Friday, June 15, 2012

Innocence Lost

It was a warm sunny day outside despite the cool temperature that nipped at my hollow bones inside the hospital room. It was one of those days that I hated my career, that I wished I had chosen to be something different, something normal like a magazine journalist or maybe a paper distributor. One of those days that I felt completely and utterly empty, like a ghost, able to watch but not interact. 

Because I couldn't save her. I couldn't save her. A single mother, a warrior, some kind of angel sent down from heaven itself and I couldn't reattach her wings. 

She was pale as she laid there, the blinds were drawn in effort to save her one last headache, casting a gloomy shadow over the entire room. But it wasn't her, really, that my heart ached for. It was the child beside her bed, the little girl that clutched her mother's weak hand with all of her strength. 

"It's going to be okay, Annabelle," the mother whispered, stroking the girl's red brown hair with a wan smile. The girl nodded with wide eyes and pursed lips, and I knew she didn't believe it. An 8 year old girl, staring at her mother in her deathbed, and she knew the difference between the white lies and the bleeding truth. "Promise me, baby. Promise mama that whatever happens, you'll be strong. You have to be strong, because one day you're going to change the world." 

The girl nodded again, but this time I could see the tears well up in her navy blue eyes as she tightened her little hands around her mother's. 

"I love you, Annabelle. And I am so, so sorry." the mother gasped out with tears streaming down her face.
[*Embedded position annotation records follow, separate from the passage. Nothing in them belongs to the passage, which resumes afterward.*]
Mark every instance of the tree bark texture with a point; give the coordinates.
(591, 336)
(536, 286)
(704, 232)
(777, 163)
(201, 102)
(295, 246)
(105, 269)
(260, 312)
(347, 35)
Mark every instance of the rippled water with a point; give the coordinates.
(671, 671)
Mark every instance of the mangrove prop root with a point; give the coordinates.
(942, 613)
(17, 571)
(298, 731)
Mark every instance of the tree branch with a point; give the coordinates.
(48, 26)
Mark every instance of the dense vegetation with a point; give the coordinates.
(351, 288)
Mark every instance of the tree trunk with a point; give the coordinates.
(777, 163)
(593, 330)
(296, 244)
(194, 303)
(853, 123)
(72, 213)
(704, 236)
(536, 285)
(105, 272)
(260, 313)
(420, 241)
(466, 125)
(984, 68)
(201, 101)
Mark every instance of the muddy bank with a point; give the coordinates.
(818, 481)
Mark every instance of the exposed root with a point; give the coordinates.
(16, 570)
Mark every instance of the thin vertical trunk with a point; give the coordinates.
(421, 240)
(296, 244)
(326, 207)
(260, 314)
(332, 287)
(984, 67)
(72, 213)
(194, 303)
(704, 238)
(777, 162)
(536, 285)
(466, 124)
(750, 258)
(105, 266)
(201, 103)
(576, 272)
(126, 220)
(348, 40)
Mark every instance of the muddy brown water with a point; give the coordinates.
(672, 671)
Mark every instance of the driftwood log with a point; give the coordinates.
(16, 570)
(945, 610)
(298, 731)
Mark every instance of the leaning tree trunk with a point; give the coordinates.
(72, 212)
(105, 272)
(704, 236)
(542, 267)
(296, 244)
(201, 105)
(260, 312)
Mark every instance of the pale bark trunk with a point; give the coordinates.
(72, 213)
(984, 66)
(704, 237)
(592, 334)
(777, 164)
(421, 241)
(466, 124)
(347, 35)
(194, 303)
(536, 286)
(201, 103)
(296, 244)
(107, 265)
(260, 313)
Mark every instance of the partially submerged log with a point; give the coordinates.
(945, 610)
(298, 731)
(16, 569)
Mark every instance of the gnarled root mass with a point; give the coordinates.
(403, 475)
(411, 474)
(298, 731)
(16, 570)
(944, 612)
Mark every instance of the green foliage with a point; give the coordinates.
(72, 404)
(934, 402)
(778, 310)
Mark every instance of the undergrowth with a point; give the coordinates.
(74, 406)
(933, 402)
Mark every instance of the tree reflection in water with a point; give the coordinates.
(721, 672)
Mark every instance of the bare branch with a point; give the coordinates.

The girl simply nodded again, her bottom lip quivering as she tried to hold back the tears that screamed to stream down her face like her mother's. "I'm sorry." 

The words hung in the air for a long, silent moment after the woman let her eyes fall shut and her hand fall limp in her child's. I watched the girl through this silent moment, watched her choke back the sob that threatened to shatter the quiet as the tears poured down her face and clutch the pale hand until her own knuckles were white. Desperation crept into the little girl's wide eyes and she started to shake her head, finally letting her face fall into the sheets and let the sobs break free. 

I slowly walked to her, my heart breaking with every step, to lay my hand on her small quivering back as I knelt next to her. We sat like that for a while, and I let her cry, because there was nothing else to do but that. 

"Does anybody hear us when we pray?" she asked into the mattress and I was slightly startled by the nature of her question. Out of all the days I had seen her she had never spoken a word, not to anyone. Not even to her mother. 

"What?" I asked, and wished I hadn't, my male voice sounded shockingly harsh even in a whisper among the soft voices of innocence and death. 

"Do they hear us when we pray?" She asked again, this time looking at me with her lost tear stained face. "Because I haven't stopped praying since mama got sick, and they didn't save her. They didn't save her." She collapsed into me then, her little arms wrapping around my neck and her tiny body crumpling into mine as the sobs racked through her. 

I stroked her hair softly as I let the question soak into my bones, because I didn't know what to tell an 8 year old. I didn't know if the answer was another white lie or the terrifying reality that I had accepted as the truth.

"You don't have to answer," she mumbled after a few minutes of my contemplated silence, "I know." 

And in that moment my world shifted with perspective. Because we were all born with innocence, but was it really a choice for us to lose it? Was it something that was just stolen from us as time grew old and we matured to see the horrors? Or was it something that we had to give up in order for us to be strong? Something we needed to lose in order to protect the ones who still had it? 

I held the girl's hand as we walked out of the room, and as I looked at her I still didn't know the answer. Because I was holding an 8 year old's hand, but I was looking into the eyes of a woman who knew that her mother needed to be protected from the truth that she in fact was the one who stole her innocence in the first place. A girl who knew the horrors of this world and realized that there was no amount of praying that would protect her from it. That no one could protect her from it.